The Algerian military, supported by the West, carried out a military coup, after the victory of the Islamic Salvation Front (FIS) in the first round of legislative elections in 1992. As a result of the coup a civil war ensued. With the war, the mass murder of civilians by Islamist groups and also by the Army. And after nearly 200,000 fatalities, the military hierarchy found it necessary to improve the image of the State before the world and placed its trust in a civilian who was then 62 years old, a reputation for a skillful negotiator and international recognition.
Buteflika ran for the 1999 elections as an independent, but was totally dependent on the military. In those presidential elections, he was the only candidate who had a Boeing 737 to travel a country almost five times larger than Spain. He wasn’t a brilliant speaker, but he got his message through. Before an audience sometimes made up of hundreds of illiterate peasants, Buteflika spoke of reconciliation and national unity, quoting Voltaire, Rousseau and Montesquieu.

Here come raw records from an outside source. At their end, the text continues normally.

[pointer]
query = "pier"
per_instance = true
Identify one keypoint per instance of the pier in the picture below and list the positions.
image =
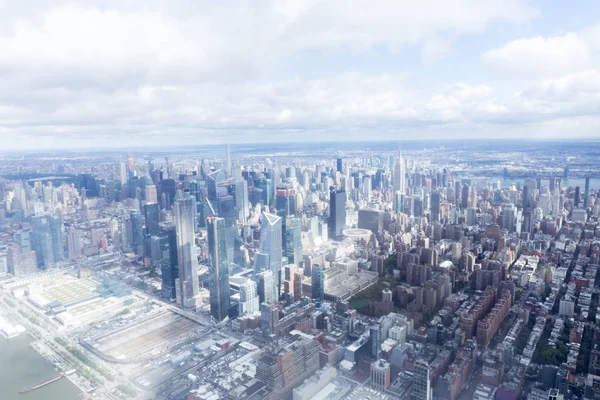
(43, 383)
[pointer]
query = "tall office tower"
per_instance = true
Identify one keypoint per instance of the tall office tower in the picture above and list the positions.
(375, 335)
(74, 244)
(150, 194)
(508, 216)
(134, 185)
(552, 183)
(380, 374)
(435, 206)
(130, 166)
(155, 250)
(110, 191)
(151, 214)
(457, 192)
(318, 283)
(186, 286)
(421, 381)
(525, 195)
(218, 268)
(293, 240)
(366, 187)
(57, 243)
(227, 160)
(170, 267)
(339, 166)
(21, 262)
(271, 246)
(242, 204)
(168, 187)
(527, 221)
(337, 212)
(285, 200)
(265, 287)
(417, 207)
(586, 192)
(465, 196)
(123, 173)
(545, 203)
(46, 231)
(400, 175)
(248, 298)
(370, 219)
(471, 216)
(556, 208)
(137, 231)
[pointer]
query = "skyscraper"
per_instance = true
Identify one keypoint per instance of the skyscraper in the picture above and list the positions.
(586, 193)
(399, 175)
(337, 212)
(151, 214)
(137, 231)
(227, 160)
(170, 267)
(318, 283)
(248, 298)
(271, 245)
(47, 242)
(186, 285)
(241, 200)
(218, 264)
(421, 381)
(508, 216)
(293, 240)
(150, 194)
(285, 200)
(465, 196)
(74, 244)
(435, 206)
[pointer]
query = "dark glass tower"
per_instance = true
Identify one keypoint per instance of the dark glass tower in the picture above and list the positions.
(218, 268)
(318, 283)
(337, 212)
(151, 215)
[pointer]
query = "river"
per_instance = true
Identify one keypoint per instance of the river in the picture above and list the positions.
(20, 365)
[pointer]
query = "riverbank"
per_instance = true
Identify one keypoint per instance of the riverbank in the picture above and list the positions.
(21, 365)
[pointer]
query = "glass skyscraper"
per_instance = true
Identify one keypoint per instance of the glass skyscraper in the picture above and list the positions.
(218, 263)
(271, 245)
(186, 286)
(337, 212)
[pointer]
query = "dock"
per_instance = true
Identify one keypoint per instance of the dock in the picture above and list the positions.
(43, 383)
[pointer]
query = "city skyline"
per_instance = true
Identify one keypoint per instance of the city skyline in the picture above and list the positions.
(499, 68)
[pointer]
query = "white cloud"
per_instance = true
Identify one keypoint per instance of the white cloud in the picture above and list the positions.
(540, 57)
(110, 73)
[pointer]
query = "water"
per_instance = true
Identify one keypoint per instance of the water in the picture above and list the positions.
(20, 365)
(507, 182)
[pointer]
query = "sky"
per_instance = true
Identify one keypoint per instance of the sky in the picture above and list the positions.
(89, 74)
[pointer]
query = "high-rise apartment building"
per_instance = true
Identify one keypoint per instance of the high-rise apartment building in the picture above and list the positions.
(271, 246)
(421, 389)
(399, 175)
(293, 240)
(318, 283)
(248, 298)
(337, 212)
(380, 374)
(186, 285)
(218, 262)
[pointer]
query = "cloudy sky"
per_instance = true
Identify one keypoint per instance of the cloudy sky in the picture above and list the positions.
(130, 73)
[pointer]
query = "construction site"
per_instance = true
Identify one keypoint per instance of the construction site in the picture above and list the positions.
(145, 338)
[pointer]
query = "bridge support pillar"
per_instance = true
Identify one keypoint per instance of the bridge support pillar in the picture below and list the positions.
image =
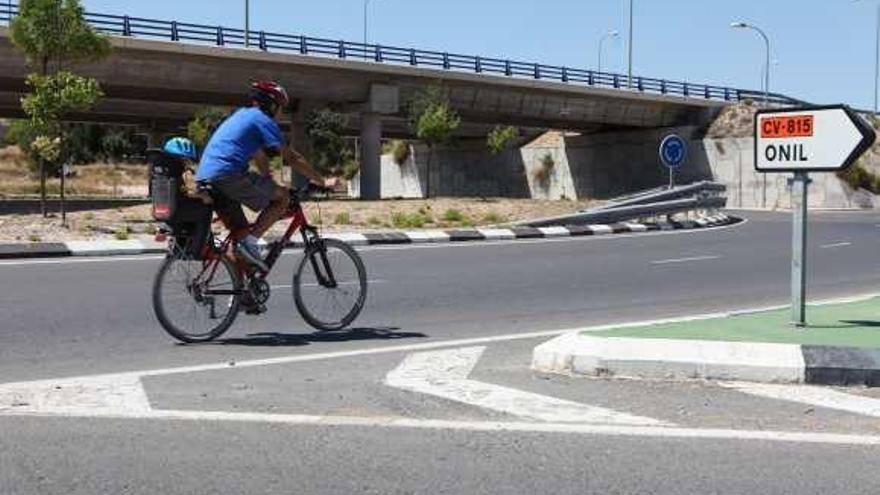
(371, 156)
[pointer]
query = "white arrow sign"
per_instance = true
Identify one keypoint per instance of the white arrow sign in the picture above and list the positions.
(810, 139)
(445, 374)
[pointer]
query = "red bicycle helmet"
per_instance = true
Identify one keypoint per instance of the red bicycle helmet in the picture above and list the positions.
(270, 93)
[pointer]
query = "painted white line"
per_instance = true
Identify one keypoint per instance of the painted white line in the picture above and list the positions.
(812, 395)
(289, 286)
(497, 234)
(685, 260)
(436, 243)
(489, 426)
(445, 374)
(837, 244)
(554, 231)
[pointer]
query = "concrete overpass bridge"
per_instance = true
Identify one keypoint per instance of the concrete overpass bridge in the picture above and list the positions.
(161, 72)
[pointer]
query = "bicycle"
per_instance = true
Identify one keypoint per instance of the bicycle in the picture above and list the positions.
(211, 290)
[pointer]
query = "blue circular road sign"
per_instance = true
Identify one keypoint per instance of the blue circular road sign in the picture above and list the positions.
(673, 151)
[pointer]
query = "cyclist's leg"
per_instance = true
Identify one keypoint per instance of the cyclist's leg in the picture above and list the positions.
(280, 200)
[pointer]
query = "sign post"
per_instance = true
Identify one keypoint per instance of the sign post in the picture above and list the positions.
(803, 140)
(673, 153)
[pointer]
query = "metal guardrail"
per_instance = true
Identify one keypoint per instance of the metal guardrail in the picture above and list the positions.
(123, 25)
(663, 193)
(704, 196)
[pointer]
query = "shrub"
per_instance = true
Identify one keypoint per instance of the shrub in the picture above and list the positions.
(342, 218)
(500, 138)
(204, 123)
(351, 169)
(493, 218)
(545, 171)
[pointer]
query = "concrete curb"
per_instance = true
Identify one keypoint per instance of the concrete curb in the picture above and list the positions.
(578, 354)
(133, 247)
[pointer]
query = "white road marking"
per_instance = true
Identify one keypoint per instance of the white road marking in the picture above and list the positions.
(812, 395)
(289, 286)
(396, 247)
(837, 244)
(445, 374)
(685, 260)
(487, 426)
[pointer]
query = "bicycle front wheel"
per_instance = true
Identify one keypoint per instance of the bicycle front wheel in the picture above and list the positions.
(194, 303)
(330, 285)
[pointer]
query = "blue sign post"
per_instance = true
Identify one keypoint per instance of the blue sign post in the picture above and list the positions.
(673, 154)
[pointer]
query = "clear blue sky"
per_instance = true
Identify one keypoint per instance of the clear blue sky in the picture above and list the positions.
(824, 48)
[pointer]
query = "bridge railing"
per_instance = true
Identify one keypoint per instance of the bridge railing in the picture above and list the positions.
(122, 25)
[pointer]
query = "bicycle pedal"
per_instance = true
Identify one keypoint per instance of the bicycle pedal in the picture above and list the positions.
(256, 309)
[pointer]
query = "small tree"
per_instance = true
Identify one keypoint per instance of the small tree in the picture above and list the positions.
(330, 152)
(53, 34)
(433, 121)
(500, 138)
(204, 123)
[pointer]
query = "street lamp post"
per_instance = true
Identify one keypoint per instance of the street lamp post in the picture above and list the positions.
(366, 12)
(743, 25)
(609, 34)
(629, 70)
(247, 23)
(876, 60)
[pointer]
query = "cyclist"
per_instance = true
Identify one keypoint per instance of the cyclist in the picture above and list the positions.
(252, 133)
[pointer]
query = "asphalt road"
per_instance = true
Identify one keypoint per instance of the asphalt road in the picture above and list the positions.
(82, 317)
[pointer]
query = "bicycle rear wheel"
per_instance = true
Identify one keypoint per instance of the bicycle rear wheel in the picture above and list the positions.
(193, 304)
(330, 285)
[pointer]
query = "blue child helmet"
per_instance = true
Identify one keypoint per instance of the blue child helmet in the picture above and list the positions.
(181, 147)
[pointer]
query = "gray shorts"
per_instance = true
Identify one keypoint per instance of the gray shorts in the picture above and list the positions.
(250, 189)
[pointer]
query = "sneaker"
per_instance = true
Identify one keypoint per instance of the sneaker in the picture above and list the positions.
(249, 250)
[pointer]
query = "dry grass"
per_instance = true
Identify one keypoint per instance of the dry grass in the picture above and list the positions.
(90, 180)
(338, 215)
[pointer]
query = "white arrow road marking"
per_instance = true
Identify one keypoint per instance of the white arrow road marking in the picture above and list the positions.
(445, 374)
(812, 395)
(101, 395)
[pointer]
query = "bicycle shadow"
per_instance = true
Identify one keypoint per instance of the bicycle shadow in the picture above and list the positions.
(275, 339)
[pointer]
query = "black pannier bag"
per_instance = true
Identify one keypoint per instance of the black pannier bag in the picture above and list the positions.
(189, 219)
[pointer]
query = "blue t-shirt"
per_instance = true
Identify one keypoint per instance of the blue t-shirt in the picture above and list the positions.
(236, 141)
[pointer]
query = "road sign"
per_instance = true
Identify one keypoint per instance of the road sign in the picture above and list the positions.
(811, 139)
(803, 140)
(673, 151)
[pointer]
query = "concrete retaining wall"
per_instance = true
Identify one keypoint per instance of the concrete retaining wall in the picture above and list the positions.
(603, 166)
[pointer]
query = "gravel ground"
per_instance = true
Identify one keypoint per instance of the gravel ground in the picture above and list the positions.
(337, 215)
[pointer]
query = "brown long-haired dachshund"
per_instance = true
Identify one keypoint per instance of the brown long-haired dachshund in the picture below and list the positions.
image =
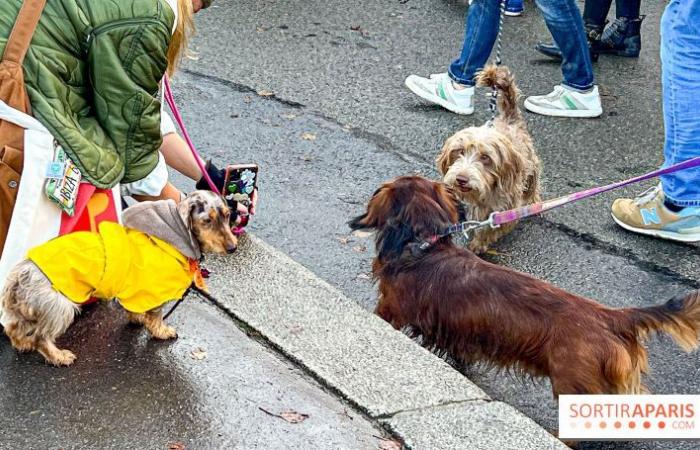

He won the 1999 and 2004 presidential elections. The law limited the power of the president to two terms. So he changed the law, repealed article 74 of the Constitution that prevented him from staying in power. Little by little he was getting rid of both his mentors and his main enemies, of all those who managed in the shadows the main threads of the country. After four consecutive terms, Buteflika became the president who spent the longest time at the head of the country and the one who held the most power since Algeria achieved independence. But there was always some general above him.
It is difficult to find someone in Algeria today who speaks well of Buteflika. The clan members are still in jail and the hirak saw him as a military wimp. However, its defenders claim that Butef, as they called it, guaranteed 20 years of peace and stability.
After the civil war, Buteflika managed to pardon many jihadists, incorporate some Islamists into the political and economic spheres and thus dilute his strength. In 2001, when the Arab Spring swept away almost all the autocrats in North Africa, Buteflika appeased the unemployed youth with easily distributed credits and without any commitment to pay.
For its defenders, Buteflika was not only the man who established peace, but the one who promoted the construction of large infrastructures in the country, the one who put Algeria on the map of international relations, the one who knew how to maintain good relations with France, Russia and the United States, and the one that preserved a social policy that always sought to favor those most in need. And all this, without the need to borrow abroad, something that the regime has always boasted about. For his detractors, Buteflika was an autocrat without the courage to tackle the liberal reforms demanded by the country’s economy, too dependent on fuel, who did not know how to take advantage of the boom years with rising oil prices, who did not institute transparency measures to combat endemic corruption. An autocrat who did not know how to retire in time.